On the cautionary side, Bloomberg Businessweek’s Krista Giovacco and David Holley point out that the deal will increase Hertz’ total debt by as much as 28% and “delay the junk-rated company’s long-sought ascent to investment grade.”
“The acquisition is a positive for the business profile, but they’re adding a lot of debt and we need to see what it does to the financial profile,” S&P analyst Betsy Snyder tells them.

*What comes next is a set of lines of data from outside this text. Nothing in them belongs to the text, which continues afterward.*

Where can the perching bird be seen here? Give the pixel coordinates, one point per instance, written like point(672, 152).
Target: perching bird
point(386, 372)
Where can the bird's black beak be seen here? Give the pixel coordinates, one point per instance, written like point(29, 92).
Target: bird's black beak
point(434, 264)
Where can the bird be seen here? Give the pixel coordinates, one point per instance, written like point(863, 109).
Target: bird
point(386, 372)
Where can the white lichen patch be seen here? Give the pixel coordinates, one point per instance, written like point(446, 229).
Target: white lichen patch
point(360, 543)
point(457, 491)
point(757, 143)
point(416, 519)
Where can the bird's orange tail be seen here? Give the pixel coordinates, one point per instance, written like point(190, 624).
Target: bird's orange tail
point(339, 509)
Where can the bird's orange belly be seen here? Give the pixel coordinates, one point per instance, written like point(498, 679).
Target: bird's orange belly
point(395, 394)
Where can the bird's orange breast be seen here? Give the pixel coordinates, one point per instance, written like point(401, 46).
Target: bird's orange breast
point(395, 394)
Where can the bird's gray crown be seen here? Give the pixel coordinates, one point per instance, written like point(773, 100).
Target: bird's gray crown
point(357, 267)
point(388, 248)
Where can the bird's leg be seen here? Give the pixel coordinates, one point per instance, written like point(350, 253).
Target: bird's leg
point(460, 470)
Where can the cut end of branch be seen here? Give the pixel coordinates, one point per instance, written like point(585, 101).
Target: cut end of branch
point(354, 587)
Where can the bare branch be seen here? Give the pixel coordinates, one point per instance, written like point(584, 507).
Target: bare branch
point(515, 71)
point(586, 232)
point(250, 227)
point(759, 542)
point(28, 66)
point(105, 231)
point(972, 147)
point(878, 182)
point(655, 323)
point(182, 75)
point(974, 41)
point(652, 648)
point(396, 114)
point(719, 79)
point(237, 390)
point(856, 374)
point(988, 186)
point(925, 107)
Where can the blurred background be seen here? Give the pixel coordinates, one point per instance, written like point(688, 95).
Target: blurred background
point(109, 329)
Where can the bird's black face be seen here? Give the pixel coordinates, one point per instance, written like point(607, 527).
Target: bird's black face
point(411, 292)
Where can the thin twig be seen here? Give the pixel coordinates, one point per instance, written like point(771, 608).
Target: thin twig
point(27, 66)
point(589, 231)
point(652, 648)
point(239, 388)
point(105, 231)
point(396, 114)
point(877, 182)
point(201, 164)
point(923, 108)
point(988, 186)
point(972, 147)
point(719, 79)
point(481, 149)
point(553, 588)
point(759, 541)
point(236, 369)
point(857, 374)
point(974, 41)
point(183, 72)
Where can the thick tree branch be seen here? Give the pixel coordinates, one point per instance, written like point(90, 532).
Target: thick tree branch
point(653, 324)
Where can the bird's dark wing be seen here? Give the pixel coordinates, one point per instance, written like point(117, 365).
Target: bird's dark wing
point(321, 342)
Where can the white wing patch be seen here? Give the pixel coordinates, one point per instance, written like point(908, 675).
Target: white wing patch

Avis, meanwhile, is repositioning itself to business travelers with a campaign from Leo Burnett launching this week that carries the tagline “It's Your Space.” Reports Parekh: “The focus of the ads will be to lightheartedly communicate that the space inside rental vehicles is where business travelers can recharge or be most productive while they're traveling.”
Three spots from the campaign can be viewed here.
The new positioning is a sign that Jeannine Haas, who has been CMO at Avis for about a year, is “putting her stamp on the company,” Parekh writes. But just because you won’t see the slogan doesn’t mean it’s not there.
“We firmly believe that after nearly five decades, 'We Try Harder' is fully embedded in the Avis DNA, and defines the spirit our employees embody to deliver superior customer service,” Haas tells Parekh.
Paula Green, who wrote the “We Try Harder” line when she was at Doyle Dane Bernbach in 1962, spoke about the impact the motto had on the entire organization in a “Project:ReBrief” experiment with Google to see if “the ideas that defined the advertising industry in its infancy inspire a whole new generation of creatives and marketers?”
Green admits that her cell “only makes phone calls.” Still, there are wonderful insights in the video from the copywriting great who also penned the lyrics to “Look for the Union Label” which, quaint as it may seem, remains a rousing way to start the day.